Forced to grapple with dissent, the Democratic party continues to splinter.
In St. Louis, key Democrats appointed by Hillary Clinton, Bernie Sanders, and Debbie Wasserman-Schultz gathered to create a preliminary draft of the party’s official platform. Though outnumbered by Clinton and Wasserman-Schultz’s picks, Sanders appointees on the committee sought to infuse the platform with strong, unequivocal language about cherished progressive causes. Among these alleged moral imperatives for which amendments were proposed: Israel’s occupation of Palestine, the human right to healthcare coverage, and adjusting the minimum wage for inflation. But Hillary Clinton allies repeatedly blocked the amendments from inclusion in the party’s official ideology. The clash is notable for its closeness — many of the votes were 7-6 — and for its one-sidedness — those aligned with Sanders came away frustrated.

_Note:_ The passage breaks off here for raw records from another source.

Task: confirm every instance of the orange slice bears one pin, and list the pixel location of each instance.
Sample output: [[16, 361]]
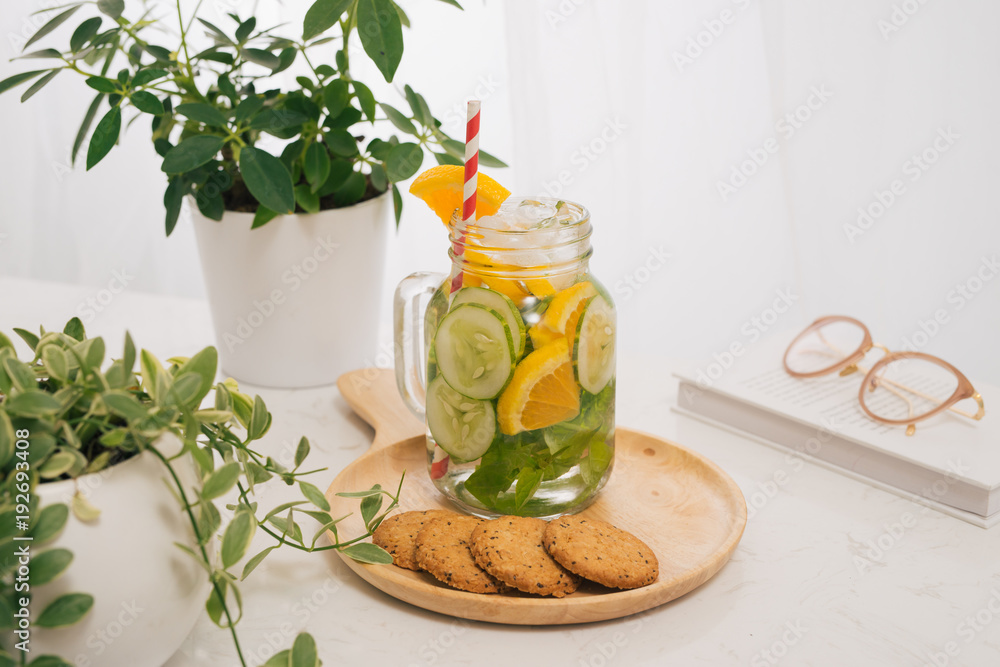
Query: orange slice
[[542, 391], [441, 187]]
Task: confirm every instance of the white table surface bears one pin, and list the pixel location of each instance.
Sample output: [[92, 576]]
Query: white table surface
[[803, 587]]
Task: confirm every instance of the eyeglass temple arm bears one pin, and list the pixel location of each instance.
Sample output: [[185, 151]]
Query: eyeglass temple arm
[[977, 397]]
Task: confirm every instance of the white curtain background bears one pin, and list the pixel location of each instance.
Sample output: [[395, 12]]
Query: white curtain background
[[724, 148]]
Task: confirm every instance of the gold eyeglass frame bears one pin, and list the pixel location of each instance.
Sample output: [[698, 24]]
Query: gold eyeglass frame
[[851, 363]]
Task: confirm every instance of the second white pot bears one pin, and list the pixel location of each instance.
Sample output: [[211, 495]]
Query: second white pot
[[295, 303]]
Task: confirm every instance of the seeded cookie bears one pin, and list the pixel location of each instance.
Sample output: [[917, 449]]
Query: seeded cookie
[[598, 551], [510, 548], [398, 535], [443, 550]]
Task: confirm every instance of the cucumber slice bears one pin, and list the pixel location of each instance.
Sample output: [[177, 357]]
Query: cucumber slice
[[475, 351], [500, 303], [594, 350], [464, 427]]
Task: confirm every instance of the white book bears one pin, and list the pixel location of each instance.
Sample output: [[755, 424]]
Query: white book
[[951, 463]]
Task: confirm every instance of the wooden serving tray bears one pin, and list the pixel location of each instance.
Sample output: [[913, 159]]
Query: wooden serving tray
[[681, 504]]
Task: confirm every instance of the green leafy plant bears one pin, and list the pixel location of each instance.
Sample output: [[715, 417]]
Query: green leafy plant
[[210, 107], [82, 419]]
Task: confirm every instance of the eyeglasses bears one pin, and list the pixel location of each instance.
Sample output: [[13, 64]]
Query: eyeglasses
[[901, 388]]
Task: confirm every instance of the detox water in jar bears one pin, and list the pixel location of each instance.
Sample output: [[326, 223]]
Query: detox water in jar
[[520, 379]]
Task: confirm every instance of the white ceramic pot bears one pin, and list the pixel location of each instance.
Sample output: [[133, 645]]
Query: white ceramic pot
[[148, 594], [295, 303]]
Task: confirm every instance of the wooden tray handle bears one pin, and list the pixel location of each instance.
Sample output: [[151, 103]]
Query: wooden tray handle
[[372, 394]]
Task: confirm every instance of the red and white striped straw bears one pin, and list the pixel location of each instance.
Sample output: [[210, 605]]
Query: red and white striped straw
[[471, 162]]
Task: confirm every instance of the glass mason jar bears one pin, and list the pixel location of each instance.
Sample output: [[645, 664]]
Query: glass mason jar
[[510, 359]]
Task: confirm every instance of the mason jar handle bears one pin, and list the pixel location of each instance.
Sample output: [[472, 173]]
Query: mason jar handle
[[410, 303]]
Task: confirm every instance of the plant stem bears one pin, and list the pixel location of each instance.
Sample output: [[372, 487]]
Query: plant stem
[[204, 554]]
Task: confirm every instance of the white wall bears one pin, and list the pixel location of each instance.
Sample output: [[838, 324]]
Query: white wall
[[556, 75]]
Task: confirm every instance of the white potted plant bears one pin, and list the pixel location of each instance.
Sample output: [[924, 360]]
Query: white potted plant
[[115, 483], [295, 301]]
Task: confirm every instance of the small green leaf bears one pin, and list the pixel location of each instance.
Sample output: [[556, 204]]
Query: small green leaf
[[248, 107], [202, 113], [267, 179], [83, 509], [220, 481], [173, 199], [370, 507], [112, 8], [148, 102], [315, 496], [303, 652], [56, 21], [38, 85], [335, 96], [44, 53], [279, 659], [32, 403], [317, 165], [351, 191], [397, 204], [262, 216], [397, 118], [366, 552], [191, 153], [365, 99], [56, 362], [144, 76], [12, 81], [65, 610], [48, 565], [342, 143], [255, 561], [245, 28], [322, 15], [7, 438], [381, 34], [236, 540], [101, 84], [404, 161], [306, 198], [302, 451], [74, 329], [84, 33], [105, 136], [262, 58], [51, 520]]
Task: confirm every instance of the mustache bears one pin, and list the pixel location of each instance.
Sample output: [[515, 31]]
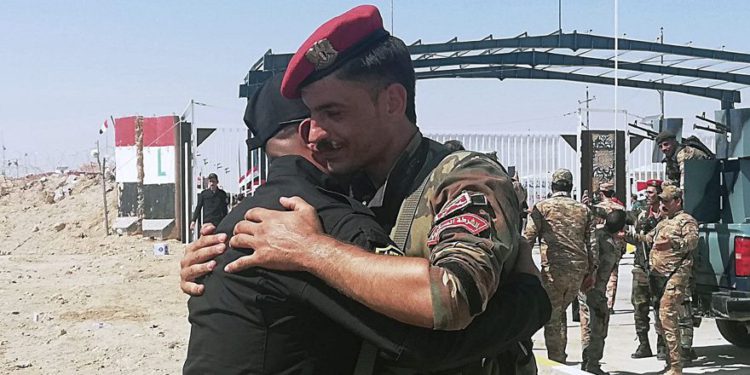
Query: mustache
[[324, 145]]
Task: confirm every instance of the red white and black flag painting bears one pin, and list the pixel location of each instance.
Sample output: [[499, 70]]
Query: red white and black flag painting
[[104, 127]]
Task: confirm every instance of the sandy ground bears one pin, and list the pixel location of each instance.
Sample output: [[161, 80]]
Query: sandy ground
[[77, 301]]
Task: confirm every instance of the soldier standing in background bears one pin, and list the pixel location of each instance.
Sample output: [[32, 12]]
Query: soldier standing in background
[[594, 310], [672, 243], [568, 262], [641, 294], [608, 203], [675, 156], [454, 145], [213, 202]]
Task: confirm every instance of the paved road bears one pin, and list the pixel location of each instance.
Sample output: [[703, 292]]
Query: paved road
[[716, 355]]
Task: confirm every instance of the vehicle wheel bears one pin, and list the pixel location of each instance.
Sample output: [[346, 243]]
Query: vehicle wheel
[[735, 332]]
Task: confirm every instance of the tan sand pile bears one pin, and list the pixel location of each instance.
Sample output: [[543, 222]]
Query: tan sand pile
[[75, 301]]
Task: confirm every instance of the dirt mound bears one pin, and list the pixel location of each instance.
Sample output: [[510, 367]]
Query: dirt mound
[[75, 300]]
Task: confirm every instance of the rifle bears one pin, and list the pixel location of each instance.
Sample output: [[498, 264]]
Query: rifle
[[650, 134], [720, 128]]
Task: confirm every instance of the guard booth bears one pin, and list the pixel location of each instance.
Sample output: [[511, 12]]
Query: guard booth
[[151, 157]]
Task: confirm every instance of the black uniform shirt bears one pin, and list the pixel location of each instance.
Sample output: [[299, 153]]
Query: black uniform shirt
[[262, 321], [214, 205]]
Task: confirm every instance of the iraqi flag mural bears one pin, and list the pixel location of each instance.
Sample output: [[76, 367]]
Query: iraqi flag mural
[[159, 167]]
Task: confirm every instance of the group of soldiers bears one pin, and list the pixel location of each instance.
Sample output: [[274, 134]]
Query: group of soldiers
[[581, 246]]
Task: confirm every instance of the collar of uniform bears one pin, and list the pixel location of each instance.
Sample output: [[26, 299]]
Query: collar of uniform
[[294, 165], [676, 214], [404, 164]]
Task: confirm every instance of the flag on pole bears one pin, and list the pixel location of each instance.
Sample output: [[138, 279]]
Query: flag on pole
[[104, 127]]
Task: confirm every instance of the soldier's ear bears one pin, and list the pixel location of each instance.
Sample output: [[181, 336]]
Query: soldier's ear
[[395, 99]]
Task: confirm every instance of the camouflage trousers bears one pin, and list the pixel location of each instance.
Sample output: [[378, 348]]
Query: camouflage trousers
[[684, 316], [670, 307], [595, 312], [562, 287], [612, 286], [641, 299]]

Sanders supporter and president of the American Arab Institute, James Zogby, urged the platform to recognize the purported injustice of Palestinian suffering:
We have to be able to call it what it is: It’s an occupation that humiliates people, that breeds contempt, that breeds anger, despair, and hopelessness that leads to violence … We’re asking to move beyond recognizing they’re there. It’s hearing their voices, understanding their pain, saying that our Democratic party understands that this is a conflict that must be resolved by respecting the rights of both peoples.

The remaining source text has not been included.